Antonio Ingroia, ex procuratore aggiunto di Palermo (foto LaPresse)

Caso Regeni, la chiamata alle “armi” di Ingroia demolita dalle toghe

Redazione

Dopo Spataro, anche Bruno Tinti sul Fatto Quotidiano critica la proposta dell’ex pm di inviare gli investigatori italiani in Egitto senza il consenso del Cairo: “Aggrava la pena della famiglia Regeni”.

Secondo round e altro ko per Antonio Ingroia, che sulle pagine del Fatto Quotidiano alcuni giorni fa aveva commentato di petto la vicenda del ricercatore Giulio Regeni – ucciso in Egitto in circostanze ancora misteriose –, accusando il governo italiano di timidezza e proponendo niente di meno che l’invio unilaterale di investigatori del nostro paese in territorio egiziano, a prescindere dal consenso delle autorità locali. Un intervento, aveva scritto, assolutamente “legittimo” e che, anzi, adotterebbero i veri “paesi forti come gli Stati Uniti”, nel caso in cui propri cittadini fossero coinvolti in gravi vicende giudiziarie e i governi locali non collaborassero alle indagini.

 

Una proposta, questa del soldato Ingroia, che però era stata demolita in punta di diritto, e in maniera dettagliata, dal procuratore capo di Torino Armando Spataro, sempre sul giornale diretto da Travaglio, in quanto non solo incompatibile con la legge italiana e il diritto internazionale, ma anche illogica dal punto di vista politico: “Si provi a immaginare che la procura di Parigi o di Bruxelles ci chiedessero di svolgere direttamente atti di questo tipo in Italia per scarsa fiducia nell’operato dei magistrati italiani: quale sarebbe la nostra reazione?” aveva scritto Spataro.

 

Ora, dopo il pm di Torino, è un altro (ex) magistrato – oggi avvocato – a sottolineare come l’idea avanzata da Ingroia sia del tutto svincolata dalla realtà, in primis quella giuridica.

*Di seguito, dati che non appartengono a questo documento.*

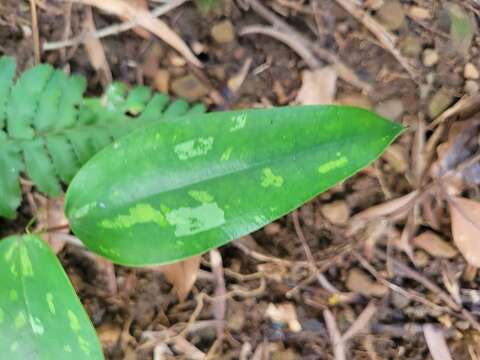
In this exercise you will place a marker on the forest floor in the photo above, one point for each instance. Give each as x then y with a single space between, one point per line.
371 269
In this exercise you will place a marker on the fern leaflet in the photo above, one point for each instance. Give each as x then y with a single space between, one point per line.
48 129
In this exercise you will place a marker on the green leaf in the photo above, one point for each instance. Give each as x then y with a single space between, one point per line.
48 129
40 314
181 187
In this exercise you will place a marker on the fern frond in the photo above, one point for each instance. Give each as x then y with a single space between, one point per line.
48 129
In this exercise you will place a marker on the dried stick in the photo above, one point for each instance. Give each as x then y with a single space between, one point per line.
344 72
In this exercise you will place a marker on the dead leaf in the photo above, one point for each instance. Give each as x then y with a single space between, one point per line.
220 302
95 50
434 245
142 4
50 215
399 205
462 28
284 313
338 345
147 21
235 82
462 143
182 346
182 275
359 282
465 215
436 343
107 270
318 86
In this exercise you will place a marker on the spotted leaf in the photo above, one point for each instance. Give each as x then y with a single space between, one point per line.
41 317
183 186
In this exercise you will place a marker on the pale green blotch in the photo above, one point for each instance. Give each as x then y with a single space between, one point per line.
84 345
9 253
20 320
36 324
110 251
25 263
190 221
140 214
193 148
74 322
51 305
332 165
13 295
260 219
13 270
238 122
226 154
84 210
201 196
270 179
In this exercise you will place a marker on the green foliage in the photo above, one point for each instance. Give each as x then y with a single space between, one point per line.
180 187
49 130
40 315
206 6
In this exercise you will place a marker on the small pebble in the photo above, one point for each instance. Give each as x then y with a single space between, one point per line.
471 87
391 109
336 212
471 72
391 15
189 87
419 13
223 32
430 57
439 102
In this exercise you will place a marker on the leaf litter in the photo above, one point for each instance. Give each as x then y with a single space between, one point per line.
434 186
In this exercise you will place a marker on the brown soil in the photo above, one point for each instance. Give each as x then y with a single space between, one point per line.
146 304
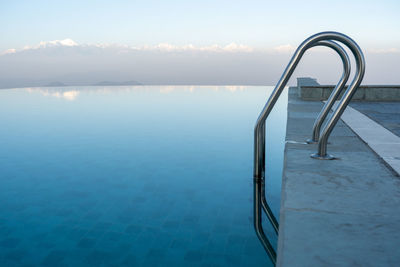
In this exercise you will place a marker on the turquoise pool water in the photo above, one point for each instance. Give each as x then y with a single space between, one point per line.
134 176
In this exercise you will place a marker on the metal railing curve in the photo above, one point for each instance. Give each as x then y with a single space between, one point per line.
323 38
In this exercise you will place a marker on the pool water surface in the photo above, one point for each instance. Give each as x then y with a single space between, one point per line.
134 175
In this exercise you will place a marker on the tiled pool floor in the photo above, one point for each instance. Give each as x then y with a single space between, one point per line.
132 177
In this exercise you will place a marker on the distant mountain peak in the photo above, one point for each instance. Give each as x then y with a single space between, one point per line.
55 43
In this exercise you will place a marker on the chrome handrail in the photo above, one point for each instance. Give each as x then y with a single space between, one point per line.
321 117
259 130
334 95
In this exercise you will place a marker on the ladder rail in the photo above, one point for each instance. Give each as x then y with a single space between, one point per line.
335 93
260 201
321 117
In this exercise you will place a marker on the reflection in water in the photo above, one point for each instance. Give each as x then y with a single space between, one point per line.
134 175
71 94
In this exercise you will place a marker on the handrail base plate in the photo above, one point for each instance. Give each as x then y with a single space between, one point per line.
326 157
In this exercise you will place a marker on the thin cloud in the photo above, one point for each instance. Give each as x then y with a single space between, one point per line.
162 47
287 48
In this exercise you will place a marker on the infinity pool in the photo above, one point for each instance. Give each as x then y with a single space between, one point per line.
134 176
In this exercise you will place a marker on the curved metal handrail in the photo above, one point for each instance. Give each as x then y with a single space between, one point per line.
335 93
259 130
321 117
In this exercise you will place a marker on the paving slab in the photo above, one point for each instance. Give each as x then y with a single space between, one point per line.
340 212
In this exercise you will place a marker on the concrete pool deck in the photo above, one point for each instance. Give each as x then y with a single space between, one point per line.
336 213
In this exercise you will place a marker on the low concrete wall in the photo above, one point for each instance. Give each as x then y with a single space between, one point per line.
363 93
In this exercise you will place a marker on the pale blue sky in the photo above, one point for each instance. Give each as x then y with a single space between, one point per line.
373 24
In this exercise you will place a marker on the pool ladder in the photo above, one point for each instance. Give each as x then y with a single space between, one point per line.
320 39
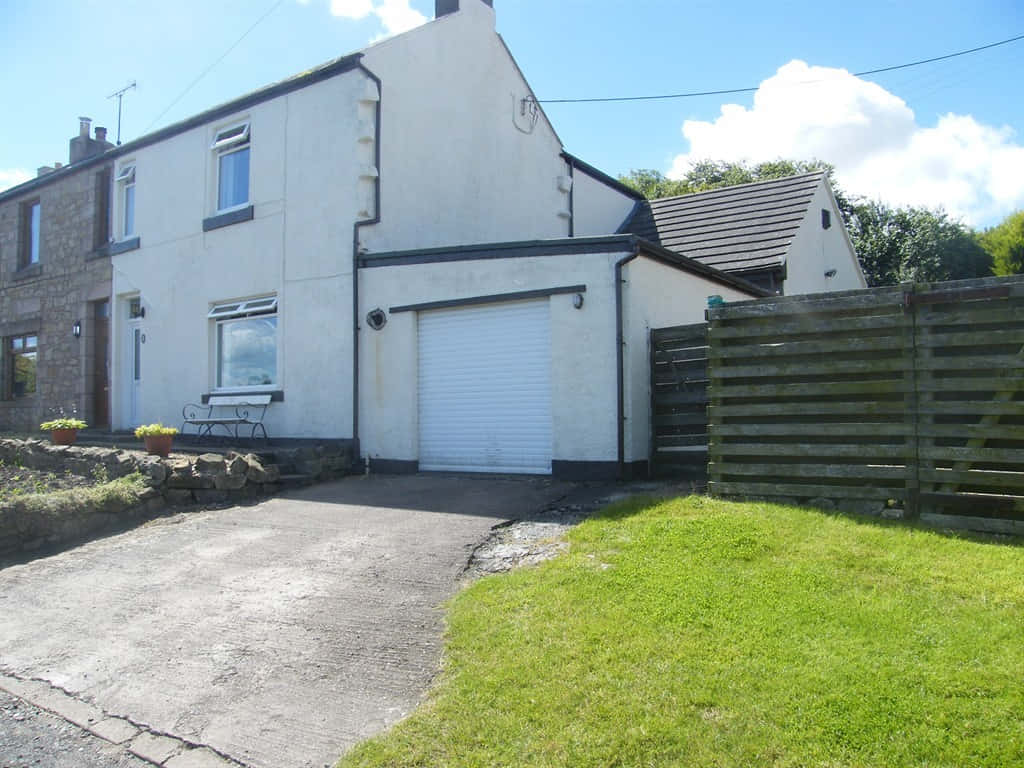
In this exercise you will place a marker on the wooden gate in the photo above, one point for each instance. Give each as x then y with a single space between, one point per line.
679 401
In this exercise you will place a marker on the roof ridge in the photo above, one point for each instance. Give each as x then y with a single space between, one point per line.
749 184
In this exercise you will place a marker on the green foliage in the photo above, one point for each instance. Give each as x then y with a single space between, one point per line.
1006 245
894 245
710 174
62 423
148 430
913 245
696 632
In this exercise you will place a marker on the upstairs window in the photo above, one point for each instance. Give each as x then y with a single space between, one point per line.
22 352
231 147
29 251
126 192
246 343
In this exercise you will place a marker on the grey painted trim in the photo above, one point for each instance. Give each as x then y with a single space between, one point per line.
604 178
393 466
22 327
276 395
518 249
226 219
124 246
492 299
337 67
27 272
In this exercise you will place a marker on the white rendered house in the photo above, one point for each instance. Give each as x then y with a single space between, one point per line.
397 249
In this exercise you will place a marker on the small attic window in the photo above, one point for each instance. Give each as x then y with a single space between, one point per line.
233 134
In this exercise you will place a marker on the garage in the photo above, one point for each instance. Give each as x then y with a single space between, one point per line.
484 388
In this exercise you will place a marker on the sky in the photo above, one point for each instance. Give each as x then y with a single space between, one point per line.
948 134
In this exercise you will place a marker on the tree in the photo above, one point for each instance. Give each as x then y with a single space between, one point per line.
906 245
893 245
1005 244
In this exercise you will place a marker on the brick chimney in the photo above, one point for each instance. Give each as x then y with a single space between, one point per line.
443 7
83 146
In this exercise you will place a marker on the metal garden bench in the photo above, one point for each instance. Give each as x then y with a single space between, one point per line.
229 412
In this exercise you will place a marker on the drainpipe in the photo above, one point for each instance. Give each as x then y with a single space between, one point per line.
355 258
620 357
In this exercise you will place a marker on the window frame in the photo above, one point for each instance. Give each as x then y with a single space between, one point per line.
230 139
126 181
10 355
226 312
30 247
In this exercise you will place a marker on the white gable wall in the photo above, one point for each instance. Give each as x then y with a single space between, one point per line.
460 164
598 209
655 295
815 251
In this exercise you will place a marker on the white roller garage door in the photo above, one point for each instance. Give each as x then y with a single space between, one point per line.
485 388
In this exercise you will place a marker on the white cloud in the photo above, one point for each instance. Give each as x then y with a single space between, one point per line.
13 176
873 140
395 15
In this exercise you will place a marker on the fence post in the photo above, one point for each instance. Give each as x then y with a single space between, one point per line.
911 414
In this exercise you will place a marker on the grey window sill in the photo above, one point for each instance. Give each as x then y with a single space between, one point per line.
124 246
27 272
226 219
276 395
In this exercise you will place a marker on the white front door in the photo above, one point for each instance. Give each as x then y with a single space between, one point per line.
484 388
134 372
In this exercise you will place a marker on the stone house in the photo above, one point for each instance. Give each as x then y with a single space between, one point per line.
55 289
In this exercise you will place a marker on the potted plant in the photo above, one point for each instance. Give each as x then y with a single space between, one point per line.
64 431
158 438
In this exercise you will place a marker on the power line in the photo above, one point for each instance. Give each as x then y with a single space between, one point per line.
726 91
208 69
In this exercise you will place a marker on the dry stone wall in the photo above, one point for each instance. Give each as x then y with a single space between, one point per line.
31 522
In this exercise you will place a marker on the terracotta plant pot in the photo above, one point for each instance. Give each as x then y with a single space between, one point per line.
159 444
64 436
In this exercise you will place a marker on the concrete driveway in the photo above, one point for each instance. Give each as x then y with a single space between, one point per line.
273 635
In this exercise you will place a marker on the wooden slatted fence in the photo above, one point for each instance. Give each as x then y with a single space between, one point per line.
908 397
679 401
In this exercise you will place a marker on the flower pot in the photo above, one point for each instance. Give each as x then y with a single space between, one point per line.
159 444
64 436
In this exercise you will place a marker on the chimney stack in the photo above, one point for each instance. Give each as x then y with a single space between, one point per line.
443 7
83 145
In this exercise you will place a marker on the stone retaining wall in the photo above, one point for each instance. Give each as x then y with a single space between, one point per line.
31 522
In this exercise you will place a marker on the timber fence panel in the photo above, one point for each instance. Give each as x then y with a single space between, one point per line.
679 401
903 396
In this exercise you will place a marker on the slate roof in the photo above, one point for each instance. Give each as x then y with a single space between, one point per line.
741 228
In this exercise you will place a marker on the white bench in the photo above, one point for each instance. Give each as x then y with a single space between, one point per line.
229 412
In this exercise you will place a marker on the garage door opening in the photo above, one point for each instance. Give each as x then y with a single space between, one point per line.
484 388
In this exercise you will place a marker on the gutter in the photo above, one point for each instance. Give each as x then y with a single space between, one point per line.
355 256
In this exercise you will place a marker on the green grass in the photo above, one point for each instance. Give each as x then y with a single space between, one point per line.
704 633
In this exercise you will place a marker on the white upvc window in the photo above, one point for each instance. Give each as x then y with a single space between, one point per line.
126 194
246 343
231 145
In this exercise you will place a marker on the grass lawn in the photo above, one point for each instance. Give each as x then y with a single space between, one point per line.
696 632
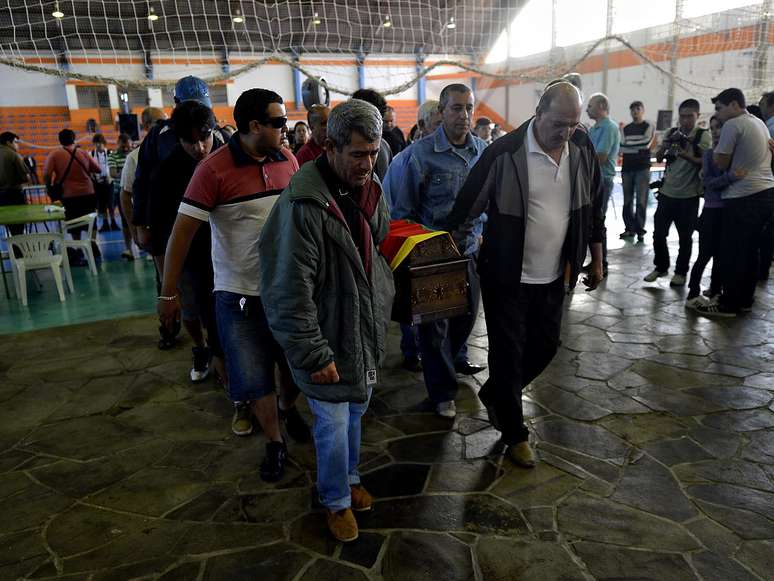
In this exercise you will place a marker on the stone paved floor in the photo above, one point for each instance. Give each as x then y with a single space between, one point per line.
655 430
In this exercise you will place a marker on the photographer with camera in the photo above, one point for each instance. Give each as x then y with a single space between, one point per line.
679 191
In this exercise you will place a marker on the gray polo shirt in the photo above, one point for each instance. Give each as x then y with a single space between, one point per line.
746 139
681 179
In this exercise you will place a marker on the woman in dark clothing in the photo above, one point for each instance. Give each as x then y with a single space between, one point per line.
301 135
194 124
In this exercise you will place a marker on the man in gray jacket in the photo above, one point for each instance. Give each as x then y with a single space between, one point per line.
328 294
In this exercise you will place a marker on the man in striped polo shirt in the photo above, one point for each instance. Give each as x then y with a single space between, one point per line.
235 189
636 142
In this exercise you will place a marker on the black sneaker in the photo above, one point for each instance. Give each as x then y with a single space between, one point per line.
413 364
715 310
201 364
273 465
295 425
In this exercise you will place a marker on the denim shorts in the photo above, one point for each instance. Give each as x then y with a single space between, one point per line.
249 347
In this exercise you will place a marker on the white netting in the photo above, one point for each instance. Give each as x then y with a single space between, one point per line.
116 42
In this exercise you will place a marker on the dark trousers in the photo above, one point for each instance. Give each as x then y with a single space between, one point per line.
105 203
684 213
523 327
636 192
710 232
408 341
766 252
744 220
443 342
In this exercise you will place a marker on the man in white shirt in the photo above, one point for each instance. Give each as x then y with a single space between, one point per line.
748 202
541 187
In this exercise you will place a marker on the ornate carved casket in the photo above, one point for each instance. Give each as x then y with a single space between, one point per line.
431 277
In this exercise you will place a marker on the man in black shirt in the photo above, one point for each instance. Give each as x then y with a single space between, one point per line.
194 126
635 146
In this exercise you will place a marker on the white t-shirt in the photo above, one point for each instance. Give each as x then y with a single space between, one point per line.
130 168
746 139
548 213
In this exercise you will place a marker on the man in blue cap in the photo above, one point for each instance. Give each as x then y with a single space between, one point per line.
156 147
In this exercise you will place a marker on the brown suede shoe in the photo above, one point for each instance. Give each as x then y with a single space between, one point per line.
521 454
342 525
361 499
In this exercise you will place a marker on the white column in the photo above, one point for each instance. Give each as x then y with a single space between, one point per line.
155 97
72 96
113 96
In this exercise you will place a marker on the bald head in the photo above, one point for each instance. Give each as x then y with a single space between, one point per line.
557 115
562 94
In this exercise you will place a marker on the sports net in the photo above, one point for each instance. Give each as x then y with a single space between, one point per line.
545 38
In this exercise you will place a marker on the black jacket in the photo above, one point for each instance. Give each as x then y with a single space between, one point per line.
498 185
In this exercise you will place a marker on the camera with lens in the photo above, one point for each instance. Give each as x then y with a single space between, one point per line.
674 142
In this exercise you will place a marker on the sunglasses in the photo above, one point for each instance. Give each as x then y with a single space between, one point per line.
275 122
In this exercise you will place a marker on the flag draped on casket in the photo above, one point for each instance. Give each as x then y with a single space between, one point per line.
402 239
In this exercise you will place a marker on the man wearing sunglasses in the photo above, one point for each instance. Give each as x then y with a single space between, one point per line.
234 189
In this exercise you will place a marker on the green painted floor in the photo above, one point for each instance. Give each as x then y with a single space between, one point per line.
119 290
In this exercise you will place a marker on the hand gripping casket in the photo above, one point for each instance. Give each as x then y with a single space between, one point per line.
431 277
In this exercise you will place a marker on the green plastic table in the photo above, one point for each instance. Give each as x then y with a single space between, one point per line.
27 214
30 214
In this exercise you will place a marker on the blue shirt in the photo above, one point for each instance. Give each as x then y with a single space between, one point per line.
606 139
423 181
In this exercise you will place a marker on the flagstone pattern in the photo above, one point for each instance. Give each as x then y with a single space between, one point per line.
654 429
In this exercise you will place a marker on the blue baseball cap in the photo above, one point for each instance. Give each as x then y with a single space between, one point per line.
192 88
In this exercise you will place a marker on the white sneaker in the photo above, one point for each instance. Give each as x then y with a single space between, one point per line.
677 280
654 275
446 409
696 302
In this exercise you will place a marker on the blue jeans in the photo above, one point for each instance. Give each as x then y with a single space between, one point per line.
443 343
337 444
607 190
635 186
250 349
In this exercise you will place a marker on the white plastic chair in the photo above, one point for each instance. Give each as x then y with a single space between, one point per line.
89 220
38 251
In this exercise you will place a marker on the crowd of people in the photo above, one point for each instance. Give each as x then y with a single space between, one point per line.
266 243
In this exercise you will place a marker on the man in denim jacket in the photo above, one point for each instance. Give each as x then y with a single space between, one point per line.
422 184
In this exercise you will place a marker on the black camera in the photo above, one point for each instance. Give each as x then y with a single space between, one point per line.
675 141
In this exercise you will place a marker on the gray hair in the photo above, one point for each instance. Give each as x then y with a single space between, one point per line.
354 115
602 98
426 111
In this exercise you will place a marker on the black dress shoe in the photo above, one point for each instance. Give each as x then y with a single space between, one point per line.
468 368
413 364
273 465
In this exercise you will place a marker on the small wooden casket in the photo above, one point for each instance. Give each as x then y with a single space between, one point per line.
431 277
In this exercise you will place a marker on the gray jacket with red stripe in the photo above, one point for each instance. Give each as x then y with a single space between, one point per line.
498 185
322 300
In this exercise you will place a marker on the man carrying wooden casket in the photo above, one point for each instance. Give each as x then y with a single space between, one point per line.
327 295
422 184
541 188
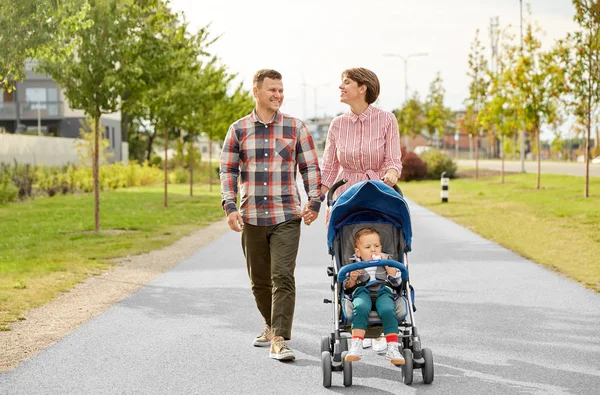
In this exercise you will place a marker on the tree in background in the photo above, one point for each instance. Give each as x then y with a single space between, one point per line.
584 71
437 115
539 80
93 80
31 29
411 119
478 91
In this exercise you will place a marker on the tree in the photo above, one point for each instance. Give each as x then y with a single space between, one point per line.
539 79
411 119
93 79
31 29
499 112
478 87
584 70
437 115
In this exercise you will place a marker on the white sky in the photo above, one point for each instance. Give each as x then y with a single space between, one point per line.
315 40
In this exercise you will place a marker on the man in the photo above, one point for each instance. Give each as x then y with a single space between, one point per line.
265 149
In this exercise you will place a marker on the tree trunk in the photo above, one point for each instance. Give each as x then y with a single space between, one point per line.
192 166
165 164
587 156
537 142
477 157
210 169
149 147
501 153
96 174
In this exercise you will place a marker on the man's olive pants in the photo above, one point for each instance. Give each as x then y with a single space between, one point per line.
270 253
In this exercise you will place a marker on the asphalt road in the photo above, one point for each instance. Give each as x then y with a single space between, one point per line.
497 324
567 168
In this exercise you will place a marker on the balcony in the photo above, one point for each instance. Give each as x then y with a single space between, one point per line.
32 111
8 111
43 110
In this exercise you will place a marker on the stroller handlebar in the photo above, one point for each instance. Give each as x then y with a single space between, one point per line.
344 181
333 188
361 265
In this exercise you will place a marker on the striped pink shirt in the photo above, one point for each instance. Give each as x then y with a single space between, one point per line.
361 147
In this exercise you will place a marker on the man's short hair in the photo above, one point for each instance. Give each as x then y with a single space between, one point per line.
364 232
260 76
365 77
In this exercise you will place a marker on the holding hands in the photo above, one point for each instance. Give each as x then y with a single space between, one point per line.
309 215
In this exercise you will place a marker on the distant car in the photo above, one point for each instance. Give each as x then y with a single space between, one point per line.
420 149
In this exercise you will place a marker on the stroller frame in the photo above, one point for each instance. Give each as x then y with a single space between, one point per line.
334 347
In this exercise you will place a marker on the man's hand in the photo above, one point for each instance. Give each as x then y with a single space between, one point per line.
308 215
391 178
235 221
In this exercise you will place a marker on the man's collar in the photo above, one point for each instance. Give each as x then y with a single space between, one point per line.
276 117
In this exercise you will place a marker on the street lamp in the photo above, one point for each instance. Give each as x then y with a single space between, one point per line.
405 59
522 132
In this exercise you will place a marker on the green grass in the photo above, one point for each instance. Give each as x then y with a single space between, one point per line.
47 245
554 226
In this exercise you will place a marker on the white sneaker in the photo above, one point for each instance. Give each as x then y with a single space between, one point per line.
355 350
393 354
379 345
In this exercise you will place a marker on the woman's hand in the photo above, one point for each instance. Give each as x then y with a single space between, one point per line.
391 177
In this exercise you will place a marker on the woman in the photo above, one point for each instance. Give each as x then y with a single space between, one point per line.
364 143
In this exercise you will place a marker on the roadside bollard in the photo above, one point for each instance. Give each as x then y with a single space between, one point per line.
445 185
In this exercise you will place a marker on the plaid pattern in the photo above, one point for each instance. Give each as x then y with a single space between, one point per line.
266 156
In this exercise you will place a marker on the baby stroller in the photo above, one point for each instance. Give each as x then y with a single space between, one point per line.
370 204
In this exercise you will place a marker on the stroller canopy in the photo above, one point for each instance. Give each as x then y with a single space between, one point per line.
369 201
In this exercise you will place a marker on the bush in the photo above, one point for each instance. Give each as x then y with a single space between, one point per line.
413 168
8 191
437 163
179 176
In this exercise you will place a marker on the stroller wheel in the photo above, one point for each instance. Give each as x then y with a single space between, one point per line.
325 344
407 368
343 344
347 366
326 368
427 368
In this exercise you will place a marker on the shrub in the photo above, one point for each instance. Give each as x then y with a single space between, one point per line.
8 191
437 163
413 168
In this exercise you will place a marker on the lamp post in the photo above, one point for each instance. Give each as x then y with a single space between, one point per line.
521 132
405 60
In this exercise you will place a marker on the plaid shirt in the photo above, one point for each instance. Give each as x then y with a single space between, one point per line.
266 156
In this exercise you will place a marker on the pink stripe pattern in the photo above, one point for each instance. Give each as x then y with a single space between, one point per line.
361 147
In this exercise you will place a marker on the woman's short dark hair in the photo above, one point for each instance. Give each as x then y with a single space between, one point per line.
365 77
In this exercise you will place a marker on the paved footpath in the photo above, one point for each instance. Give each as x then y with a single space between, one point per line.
497 324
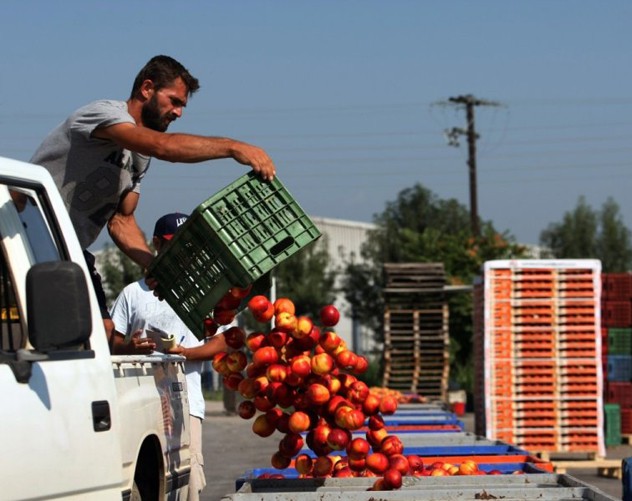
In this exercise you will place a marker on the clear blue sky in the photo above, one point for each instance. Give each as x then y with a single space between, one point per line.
345 96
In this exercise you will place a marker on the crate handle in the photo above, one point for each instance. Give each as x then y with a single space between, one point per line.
282 245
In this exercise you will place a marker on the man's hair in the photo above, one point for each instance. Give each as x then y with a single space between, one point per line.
162 71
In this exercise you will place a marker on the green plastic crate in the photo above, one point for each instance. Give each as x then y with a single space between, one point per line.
619 341
235 238
612 428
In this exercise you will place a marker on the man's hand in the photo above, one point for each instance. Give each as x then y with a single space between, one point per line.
257 158
176 350
140 345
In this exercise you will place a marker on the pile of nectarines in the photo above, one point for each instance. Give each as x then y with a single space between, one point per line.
300 379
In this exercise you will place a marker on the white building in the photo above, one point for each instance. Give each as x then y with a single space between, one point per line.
344 240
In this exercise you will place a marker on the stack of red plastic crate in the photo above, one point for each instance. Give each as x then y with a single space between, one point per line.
538 355
616 321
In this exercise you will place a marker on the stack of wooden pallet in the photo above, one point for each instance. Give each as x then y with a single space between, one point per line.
416 329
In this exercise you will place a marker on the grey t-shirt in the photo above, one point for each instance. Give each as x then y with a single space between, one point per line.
91 173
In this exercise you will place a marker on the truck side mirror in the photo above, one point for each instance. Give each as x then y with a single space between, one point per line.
58 306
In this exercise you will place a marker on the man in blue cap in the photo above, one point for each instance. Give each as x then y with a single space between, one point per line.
137 310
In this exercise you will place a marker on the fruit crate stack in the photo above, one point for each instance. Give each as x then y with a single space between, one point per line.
616 331
416 357
538 365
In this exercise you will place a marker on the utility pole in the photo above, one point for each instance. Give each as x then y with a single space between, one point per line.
469 102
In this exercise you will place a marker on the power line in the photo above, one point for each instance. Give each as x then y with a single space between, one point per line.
469 102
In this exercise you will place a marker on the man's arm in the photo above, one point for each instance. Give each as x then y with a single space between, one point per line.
126 233
187 148
136 345
205 351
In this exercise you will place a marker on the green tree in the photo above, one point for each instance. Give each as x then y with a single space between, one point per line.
420 227
307 278
585 233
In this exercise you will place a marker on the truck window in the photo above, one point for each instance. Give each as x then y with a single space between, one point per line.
41 245
11 333
31 211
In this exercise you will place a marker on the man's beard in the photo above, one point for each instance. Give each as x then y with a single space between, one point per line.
151 117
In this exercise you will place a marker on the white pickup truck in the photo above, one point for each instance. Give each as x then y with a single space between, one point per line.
76 422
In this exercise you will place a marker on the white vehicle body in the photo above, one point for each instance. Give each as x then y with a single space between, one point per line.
77 423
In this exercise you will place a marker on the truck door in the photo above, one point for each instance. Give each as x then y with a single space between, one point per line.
56 409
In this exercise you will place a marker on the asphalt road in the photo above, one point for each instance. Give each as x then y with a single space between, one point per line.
231 448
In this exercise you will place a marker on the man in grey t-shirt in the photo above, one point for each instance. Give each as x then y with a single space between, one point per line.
100 154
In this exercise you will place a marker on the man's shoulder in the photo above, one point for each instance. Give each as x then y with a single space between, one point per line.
102 106
140 286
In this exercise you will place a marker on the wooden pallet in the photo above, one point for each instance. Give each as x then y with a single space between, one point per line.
609 468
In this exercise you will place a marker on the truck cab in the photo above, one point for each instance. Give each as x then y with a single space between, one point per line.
77 423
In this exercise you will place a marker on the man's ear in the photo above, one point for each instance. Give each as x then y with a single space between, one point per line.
147 89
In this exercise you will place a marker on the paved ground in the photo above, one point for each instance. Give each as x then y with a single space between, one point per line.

Sul Fatto Quotidiano (giornale di cui è anche azionista), Bruno Tinti – ex procuratore di Torino e Ivrea –, dopo aver ricordato l’amicizia che lo lega all’ex pm di Palermo, scrive che quest’ultimo su Regeni “sbaglia di grosso”, perché “a tutto c’è un limite”, e questo confine è stato da lui abbondantemente superato.

 

L’articolo 8 del codice penale, citato da Ingroia nel suo intervento per sostenere la propria tesi “interventista”, nota Tinti, non dice affatto che la legge italiana sia direttamente applicabile anche all’estero, bensì “una cosa del tutto diversa”, e cioè che il colpevole di un delitto politico commesso in territorio estero nei confronti dello stato o di un cittadino italiano è, sì, “punito secondo la legge italiana”, ma “dopo un processo svolto da uffici giudiziari italiani, in Italia, nell’ambito della sovranità territoriale italiana”. “D’altra parte tu, come me – prosegue Tinti rivolgendosi a Ingroia – hai fatto chissà quante rogatorie estere nella tua vita. Cosa abbiamo fatto in questi casi? Abbiamo chiesto perquisizioni, sequestri, interrogatori; abbiamo chiesto di essere autorizzati ad assistere alle indagini (…) ma mai, ovviamente, abbiamo svolto personalmente indagini, recandoci autonomamente nei luoghi da perquisire, acquisendo la documentazione che ci interessava, convocando direttamente le persone da interrogare”.

 

“Con quali poteri lo avremmo fatto? – chiede ancora l’ex magistrato a Ingroia ¬ Tu avresti mai consentito al collega straniero di arrivare a Palermo, intimare a Tizio di presentarsi presso il suo albergo per rispondere ad alcune domande? Ma dai!”. Parimenti assurda, per Tinti, è anche la proposta dell’ex pm palermitano per la quale i magistrati italiani dovrebbero rivolgersi all’Onu per segnalare l’inerzia dell’Egitto nello svolgimento delle indagini: “La magistratura, attenzione, non lo Stato. Che poi, anche in questo caso, cosa potrebbero mai fare le Nazioni Unite?”.

 

Se la risposta di Spataro a Ingroia aveva come obiettivo quello di evidenziare come la procura di Roma stia in realtà facendo “tutto il possibile” per scoprire la verità sulla morte di Regeni, l’intervento di Bruno Tinti si conclude con un accorato appello diretto all’ex pm: “Antonio, non aggravare la pena della famiglia Regeni facendo immaginare che c’è qualcosa che la giustizia italiana non abbia fatto; peggio, non abbia voluto fare. Non è giusto per nessuno: per gli ex colleghi che stanno affrontando un processo difficile; e per chi dal tuo dire ricaverebbe motivi di sfiducia e di risentimento”.